Nesse movimento, as crianças desenvolvem outros vínculos entre elas, com os adultos, com os alimentos e com o mundo onde vivem. Para entender de onde vem a comida, é importante que haja o plantio, o cuidado, a colheita, a preparação. As turmas, por exemplo, descascaram o milho sentadas numa roda e entregaram as espigas para as cozinheiras, que, no outro dia, cozinharam o alimento. “Assim, a criança já vai compreendendo acerca dos processos, da temporalidade, dos ciclos e dos fazeres coletivos”, reflete a diretora.

Para Ivana, a prática étnico-racial não se trata apenas de um cumprimento da Lei nº 10.639, mas um modo de trabalhar a “autoconfiança, a autoestima para ter forças e posicionamento neste mundo segregador, desigual e perverso”.
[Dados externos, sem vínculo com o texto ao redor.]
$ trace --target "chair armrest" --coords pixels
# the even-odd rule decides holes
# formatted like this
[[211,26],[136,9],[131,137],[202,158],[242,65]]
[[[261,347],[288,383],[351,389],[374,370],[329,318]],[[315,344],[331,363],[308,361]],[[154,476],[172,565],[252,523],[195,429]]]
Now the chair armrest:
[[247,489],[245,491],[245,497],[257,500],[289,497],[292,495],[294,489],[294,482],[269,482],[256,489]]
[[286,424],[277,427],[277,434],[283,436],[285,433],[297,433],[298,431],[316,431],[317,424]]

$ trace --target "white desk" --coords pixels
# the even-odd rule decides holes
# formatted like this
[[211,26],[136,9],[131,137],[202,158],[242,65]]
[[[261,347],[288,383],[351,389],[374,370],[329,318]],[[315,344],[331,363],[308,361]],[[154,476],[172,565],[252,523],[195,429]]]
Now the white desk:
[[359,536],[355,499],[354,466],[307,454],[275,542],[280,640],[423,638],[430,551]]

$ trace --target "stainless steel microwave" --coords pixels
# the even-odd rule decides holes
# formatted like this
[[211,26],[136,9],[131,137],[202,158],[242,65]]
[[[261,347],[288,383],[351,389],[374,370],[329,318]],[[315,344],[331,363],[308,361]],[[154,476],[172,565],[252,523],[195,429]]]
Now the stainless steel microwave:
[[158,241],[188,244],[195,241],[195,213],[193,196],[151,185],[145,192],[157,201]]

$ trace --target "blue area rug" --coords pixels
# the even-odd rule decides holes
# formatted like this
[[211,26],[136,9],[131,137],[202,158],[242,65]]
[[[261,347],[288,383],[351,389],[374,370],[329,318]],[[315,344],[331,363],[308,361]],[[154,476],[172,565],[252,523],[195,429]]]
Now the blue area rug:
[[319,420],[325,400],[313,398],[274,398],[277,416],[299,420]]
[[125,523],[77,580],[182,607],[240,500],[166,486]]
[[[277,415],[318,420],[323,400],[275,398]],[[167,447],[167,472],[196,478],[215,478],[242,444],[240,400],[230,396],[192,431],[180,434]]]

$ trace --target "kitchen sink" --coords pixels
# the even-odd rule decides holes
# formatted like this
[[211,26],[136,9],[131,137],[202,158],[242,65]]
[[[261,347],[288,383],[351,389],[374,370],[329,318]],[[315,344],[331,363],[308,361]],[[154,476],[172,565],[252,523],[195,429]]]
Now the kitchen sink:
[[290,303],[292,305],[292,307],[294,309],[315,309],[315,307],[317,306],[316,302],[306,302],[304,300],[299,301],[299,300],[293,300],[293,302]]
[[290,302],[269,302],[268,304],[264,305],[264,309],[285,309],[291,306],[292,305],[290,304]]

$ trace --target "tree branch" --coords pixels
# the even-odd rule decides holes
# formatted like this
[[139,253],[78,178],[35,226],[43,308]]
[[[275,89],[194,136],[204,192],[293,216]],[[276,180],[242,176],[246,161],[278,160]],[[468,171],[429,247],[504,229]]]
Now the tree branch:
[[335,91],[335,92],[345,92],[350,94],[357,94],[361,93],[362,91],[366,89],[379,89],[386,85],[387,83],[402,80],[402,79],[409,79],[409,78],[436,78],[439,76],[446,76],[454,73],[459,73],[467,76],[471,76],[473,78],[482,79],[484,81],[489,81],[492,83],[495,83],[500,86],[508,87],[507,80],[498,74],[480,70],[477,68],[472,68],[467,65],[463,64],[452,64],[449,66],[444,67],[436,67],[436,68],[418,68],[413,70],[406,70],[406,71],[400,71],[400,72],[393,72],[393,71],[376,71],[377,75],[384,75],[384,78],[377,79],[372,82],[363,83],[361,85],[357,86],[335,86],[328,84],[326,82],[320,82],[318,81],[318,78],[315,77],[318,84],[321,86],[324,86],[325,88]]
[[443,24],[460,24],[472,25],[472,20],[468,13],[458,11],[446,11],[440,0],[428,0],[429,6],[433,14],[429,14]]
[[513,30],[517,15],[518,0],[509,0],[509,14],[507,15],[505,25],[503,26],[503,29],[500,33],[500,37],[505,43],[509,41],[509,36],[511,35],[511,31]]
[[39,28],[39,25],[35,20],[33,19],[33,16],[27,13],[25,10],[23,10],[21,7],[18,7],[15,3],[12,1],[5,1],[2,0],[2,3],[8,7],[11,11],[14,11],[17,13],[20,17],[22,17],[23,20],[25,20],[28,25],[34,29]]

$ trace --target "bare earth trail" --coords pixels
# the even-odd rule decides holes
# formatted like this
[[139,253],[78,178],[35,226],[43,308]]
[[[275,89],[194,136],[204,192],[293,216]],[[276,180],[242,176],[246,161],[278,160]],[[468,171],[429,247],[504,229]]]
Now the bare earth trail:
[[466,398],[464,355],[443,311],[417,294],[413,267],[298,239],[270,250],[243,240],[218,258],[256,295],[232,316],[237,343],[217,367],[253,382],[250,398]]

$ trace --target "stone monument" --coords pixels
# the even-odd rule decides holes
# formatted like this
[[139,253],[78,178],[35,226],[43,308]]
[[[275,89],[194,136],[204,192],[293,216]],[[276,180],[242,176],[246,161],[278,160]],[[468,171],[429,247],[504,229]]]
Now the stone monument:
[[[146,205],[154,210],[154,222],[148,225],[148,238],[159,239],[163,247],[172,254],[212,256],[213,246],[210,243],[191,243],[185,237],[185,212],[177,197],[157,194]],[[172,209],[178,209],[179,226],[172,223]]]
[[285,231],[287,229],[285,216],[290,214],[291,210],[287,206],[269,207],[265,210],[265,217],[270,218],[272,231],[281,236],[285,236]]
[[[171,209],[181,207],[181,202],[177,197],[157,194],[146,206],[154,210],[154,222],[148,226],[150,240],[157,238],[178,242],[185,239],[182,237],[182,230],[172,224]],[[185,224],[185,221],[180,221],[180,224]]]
"No momento em que a escola compreende que a cultura fundamenta todos os nossos fazeres, e que cuidar e educar são indissociáveis, a introdução dos alimentos assume outra perspectiva”, diz Shirlei. “[A alimentação] resgata saberes ancestrais, de cuidado com a saúde, de ampliação do repertório cultural, de ressignificação do consumo e de práticas mais conscientes de descolonização do currículo escolar." Ao longo dos conteúdos desta Caixa, você conhecerá mais sobre alimentos, receitas e histórias das culturas alimentares afro-brasileira e africana.